Rudolstädter Stadtentwicklung oder eine Provinzposse Ewiggestriger [26.01.2014] Rudolstadt bezeichnet sich als weltoffen, in der Beziehung wie Sie mit sich selbst umgeht doch eher als kleinbürgerlich. Ausschlaggebend ist die Debatte hinsichtlich der Umgang mit zeitgenössischen Bauen in der Altstadt von Rudolstadt. Wie des öfteren beschäftigt macht mann nicht den 2. vor den 1. Schritt sondern mindestens den 10. Schritt. Man soll doch mit dem träumen aufhören und langsam aufwachen. Das Problem liegt doch an einer fehlenden Stadtentwicklung für die Altstadt doch schon seit vielen Jahren. Entscheidungen wurden doch nur als Einzelentscheidungen getroffen. Ein Beirat ist nicht schlecht aber er sollte sich nicht alleinig auf die Begleitung bei Baumaßnahmen beschränken, hierfür gibt es Fachleute.

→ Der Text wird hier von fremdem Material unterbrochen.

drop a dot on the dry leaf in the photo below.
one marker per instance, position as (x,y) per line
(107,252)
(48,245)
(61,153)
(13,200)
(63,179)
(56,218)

Wichtiger ist doch, wie entwickeln wir die Altstadt in der Zukunft?, und nicht wie eine kleine Gruppe Rudolstädter die das Stadtbild vor 1700 herbeisehnen. Wie können wir unsere Stadt beleben und für Bürger und Investoren interessant gestalten? Wie können wir den Einzelhandel stärken? Wie gehen wie mit der Parkplatzproblematik um? Aber auch sollte man sich die Fragen stellen wie viel Altersgerechte Wohnen verkraftet die Altstadt noch? Wie kann man junges Wohnen unterstützen? Fragen, Fragen, Fragen? Bauen ist die Antwort auf Entwicklung. Wenn gebaut werden soll, dann sind doch schon die Entscheidungen getroffen! Ich kann auch nicht verstehen wenn sich Initiativen bilden die über den Geldbeutel anderer entscheiden. Erhalt sollte immer vor Neubau stehen, aber wer entscheidet ob eine Sanierung eines Gebäudes sich wirtschaftlich gestaltet und Vermarktungsfähig ist. Der Beirat? Ein Patentrezept wir es wohl nicht geben und das ist gut so, es wiederspiegelt die Vielfalt unseres Lebens wieder. Man sollte nun anfangen sich den Fragen unserer Zeit zu stellen. Dennen die die Meinung vertreten eine historisierende Fassade muss sein und dahinter kann man neu bauen und immer Rudolstadt mit Quedlinburg vergleichen, den rate ich doch mal nach Quedlinburg zu fahren und seine Augen auf zu machen, sowie sich doch enger mit der Rudolstädter Stadtbaugeschichte zu beschäftigen. Jens Luther

Alte Stadt was nun?

Die Denkmale von heute sind die Neubauten von Gestern. Jedes Haus ist ein Beitrag seiner Zeit und muss sich daran messen lassen. Moderne Architektur führt den augenscheinlichen Nachweis dafür. Historisierendes, angepasstes bauen dokumentiert hingegen Zukunftsangst und mangelnde Entwicklungsfähigkeit.